Gag Orders – Personal Injury Suits Involving a Product or Condition of Pub Hazard
“Lives would be saved if people knew.” That was the bell-ringing sentence in the testimony a year ago by Barbara Arbuckle, 27, before a state legislative hearing in Washington state that was considering a bill to end gag orders and sealed settlements in personal injury lawsuits involving a product or condition of public hazard.
Ms. Arbuckle had received a faulty Pap smear reading from two laboratories which delayed her cancer detection. She settled with the two labs on condition she not publicly identify the labs or disclose any evidence her lawyer has gathered about the labs’ erroneous results with other patients. Since the mid-Seventies, companies, that are sued because of their harmful products, have increased their petitions asking judges to issue “gag” or protective orders over evidence which they had to produce for the injured plaintiff. More judges have approved such petitions.
Similarly, more companies are settling cases for substantial sums only if the plaintiff agrees to a confidentiality requirement in effect sealing the case from public scrutiny. The firms do not want press coverage that would alert other people harmed or at risk from similar company hazards or products.
Taxpayers pay for the courts. Law suits are public matters when filed. A series in the Washington Post about five years ago disclosed details of widespread judicial secrecy and denial of the public’s right to know.
In fact, defective vehicles, hazardous medicines, fracturing heart valves, the dangerous side-effects of the sleep-inducing drug, Halcion, breast implant materials are some examples of risks that millions of Americans and dozens of regulatory agencies would have liked to know about for years but were prevented by court-sanctioned secrecy.
The first sunshine breakthrough came in a Texas Supreme Court decision by Justice Lloyd Doggett. His majority opinion established criteria for Texas courts to follow in refusing to endorse secrecy over public hazard law suits. Florida passed a law to achieve the same goal shortly thereafter. Virginia, North Carolina and New York next opened the public window. Bills to do the same are pending in California and Washington state.

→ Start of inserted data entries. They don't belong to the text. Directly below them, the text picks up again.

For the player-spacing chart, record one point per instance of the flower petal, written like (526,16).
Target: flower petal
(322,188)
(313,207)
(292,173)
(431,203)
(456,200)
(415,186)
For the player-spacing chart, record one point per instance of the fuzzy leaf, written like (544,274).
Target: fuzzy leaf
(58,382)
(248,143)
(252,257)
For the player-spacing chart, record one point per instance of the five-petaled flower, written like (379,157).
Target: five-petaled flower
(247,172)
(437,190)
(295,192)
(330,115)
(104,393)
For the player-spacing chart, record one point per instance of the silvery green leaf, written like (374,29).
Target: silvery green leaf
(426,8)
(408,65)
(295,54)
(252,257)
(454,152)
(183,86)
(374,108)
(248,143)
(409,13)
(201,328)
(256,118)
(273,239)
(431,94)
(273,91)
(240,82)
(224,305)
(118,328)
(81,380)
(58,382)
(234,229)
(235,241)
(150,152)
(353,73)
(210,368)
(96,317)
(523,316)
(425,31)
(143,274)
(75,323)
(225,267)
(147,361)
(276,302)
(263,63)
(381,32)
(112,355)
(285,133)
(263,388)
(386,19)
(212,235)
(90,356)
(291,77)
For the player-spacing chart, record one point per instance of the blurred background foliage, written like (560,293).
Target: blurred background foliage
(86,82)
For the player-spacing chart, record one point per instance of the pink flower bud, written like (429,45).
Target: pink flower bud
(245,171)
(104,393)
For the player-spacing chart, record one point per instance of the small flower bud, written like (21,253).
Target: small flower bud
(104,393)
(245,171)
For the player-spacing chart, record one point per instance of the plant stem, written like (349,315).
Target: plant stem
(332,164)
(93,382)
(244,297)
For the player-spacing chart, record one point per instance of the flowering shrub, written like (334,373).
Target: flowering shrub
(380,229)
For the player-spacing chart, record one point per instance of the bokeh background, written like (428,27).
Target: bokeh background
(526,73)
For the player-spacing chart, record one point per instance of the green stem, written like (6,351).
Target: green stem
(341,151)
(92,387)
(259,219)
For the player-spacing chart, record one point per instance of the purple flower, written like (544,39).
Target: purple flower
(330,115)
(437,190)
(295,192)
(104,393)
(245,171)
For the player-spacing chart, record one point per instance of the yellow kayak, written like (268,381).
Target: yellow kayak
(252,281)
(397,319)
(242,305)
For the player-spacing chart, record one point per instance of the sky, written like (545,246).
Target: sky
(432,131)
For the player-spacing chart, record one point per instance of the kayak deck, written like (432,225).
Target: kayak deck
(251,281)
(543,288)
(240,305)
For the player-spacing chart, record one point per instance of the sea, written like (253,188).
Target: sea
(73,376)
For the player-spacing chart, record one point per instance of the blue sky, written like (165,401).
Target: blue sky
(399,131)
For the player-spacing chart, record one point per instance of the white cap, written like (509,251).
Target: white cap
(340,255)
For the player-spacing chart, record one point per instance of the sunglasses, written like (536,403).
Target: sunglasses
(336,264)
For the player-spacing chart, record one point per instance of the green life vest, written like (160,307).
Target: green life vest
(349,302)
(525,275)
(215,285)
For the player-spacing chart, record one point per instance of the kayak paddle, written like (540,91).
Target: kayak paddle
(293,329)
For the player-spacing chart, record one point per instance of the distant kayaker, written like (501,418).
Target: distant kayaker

For over a decade, I have urged bar associations to declare an unethical practice when any defense lawyer requires secrecy as a condition of settlement and thus forces the plaintiff’s lawyer to choose between the client and the public safety. No legal ethics panel accepted this recommendation. Now, the Washington state bill, which has passed one House, actually voids any agreement or contract that would conceal from citizens information they need to protect themselves from any kind of “public hazard.”
Safety and health regulatory agencies also would be able to do their job better it they could use information obtained through court proceedings about consumer, environmental or workplace dangers. These agencies could establish standards based on such evidence that would save lives and prevent injuries or disease.
I recall in 1966 how the Congress was stimulated to pass a tire safety law by disclosures (fortunately without a court gag order) in a California lawsuit against an Akron tire company that showed inadequate safety testing levels.
Time and time again, it is a product liability lawsuit that propels these critical facts into the public arena — asbestos perils, Pinto fuel tanks, Dalkon Shield IUDs, Silicone Gel implants — not any activity by the often passive safety agencies.
The trend is for more judicial openness, but still most states have not followed the lead of Texas and Florida. If you believe that your tax dollars should produce sunshine rather than shadows in the courts, support legislation that would alert the public and advance its safety.